Councillor K. Bright asked Councillor Keen the following question:


“Thanet’s heritage is more than our many wonderful buildings and spaces. My question is about the many much-loved events we have in Broadstairs and beyond.


The Broadstairs Folk Week, Dickens Festival and Food Festivals bring vital visitor numbers and income to Broadstairs. They are not-for-profit and are run by armies of volunteers.


Yet TDC costs and red-tape have increased this year, placing real pressure on the ongoing survival of these events.


Land hire charges for Broadstairs Food Festival, increased by between 223% – 340% y-o-y this Autumn.


Broadstairs Folk Week has been hit with a 185% year-on-year increase in TDC costs.


Events like these across Thanet are treasured by our residents and must be protected. By increasing costs and bureaucracy, however, TDC puts their ongoing survival in doubt.


What steps can be taken to ensure we have a fair approach to charging these events for the use of our open spaces?”


Councillor Keen responded that:


·  The importance of well run events on the tourism and local economy was recognised by the council. The council had an events policy, suitability of events document and a range of suitable sites for events across the District.

·  The fees and charges for events are based on their category and size (number of visitors), the categories include Enthusiast (specialist interest subjects such as re-enactments), Charity (regional or National), Commercial (provides a commercial benefit to profit making businesses such as food festivals, concerts), Community (directly benefits residents and visitors such as social groups, village fetes), Active Recreation (running etc), Armed Forces. The categories are not based on the status of those organising them but the event itself.
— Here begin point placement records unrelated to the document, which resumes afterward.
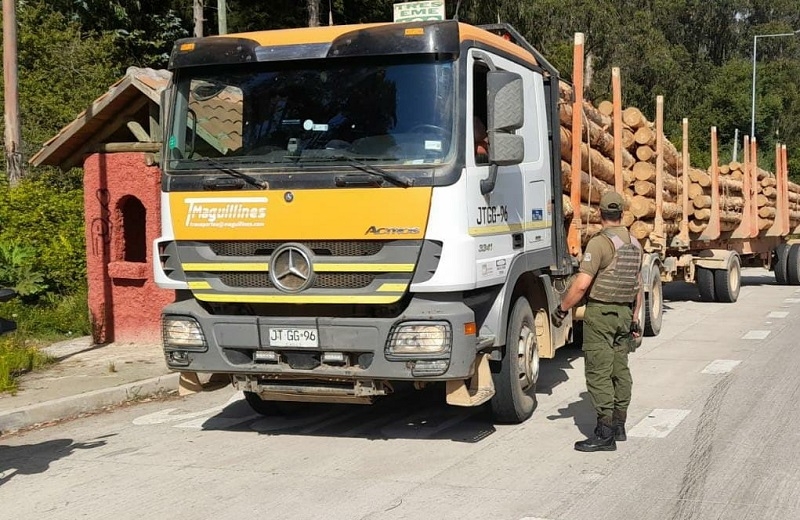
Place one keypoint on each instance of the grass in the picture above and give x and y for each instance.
(51, 320)
(16, 358)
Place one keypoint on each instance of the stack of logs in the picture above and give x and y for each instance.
(639, 178)
(731, 182)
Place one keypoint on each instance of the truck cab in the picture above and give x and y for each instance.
(331, 228)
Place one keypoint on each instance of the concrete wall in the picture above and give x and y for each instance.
(122, 199)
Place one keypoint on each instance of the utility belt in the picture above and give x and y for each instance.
(629, 305)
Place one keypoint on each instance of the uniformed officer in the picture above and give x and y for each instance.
(610, 272)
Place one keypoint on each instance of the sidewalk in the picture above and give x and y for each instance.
(86, 378)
·  The categories and fees could be found on the council’s website.

·  In some cases as events became more popular and attracted more visitors then these would move up the fee structure. In 2023 the council had undertaken an audit of the councils event applications to ensure that they were correctly applying the councils fees and charges, in some cases events have previously been under-charged which would explain an increase or the number of attendees had increased.

·  The events policy and suitability of events were formally adopted by the council in 2021 for 3 years when they will be reviewed. The charges were revised yearly as part of the fees and charges process and then agreed by Council.

·  The council’s charges were higher than Dover but comparable to Canterbury, when they were set a number of years ago the council was one of the first in Kent to charge.

·  There had been no increase in the requirements for the completion of paperwork, these have been in place for a number of years and are used across the country.

·  The number of attendees are declared by the applicant on their paperwork and the council cross referenced if they thought they were being kept low to avoid moving into a new payment bracket. Officers also attend events for food and licensing inspections so they knew how popular they are.


Councillor K. Bright followed up his question by asking whether it would be possible to discuss solution to help further, through cultural or heritage events. The administrative burden was considered excessive.


Councillor Keen responded that in 2024 it was up for renewal. There was a duty to keep the public safe whilst organising the events.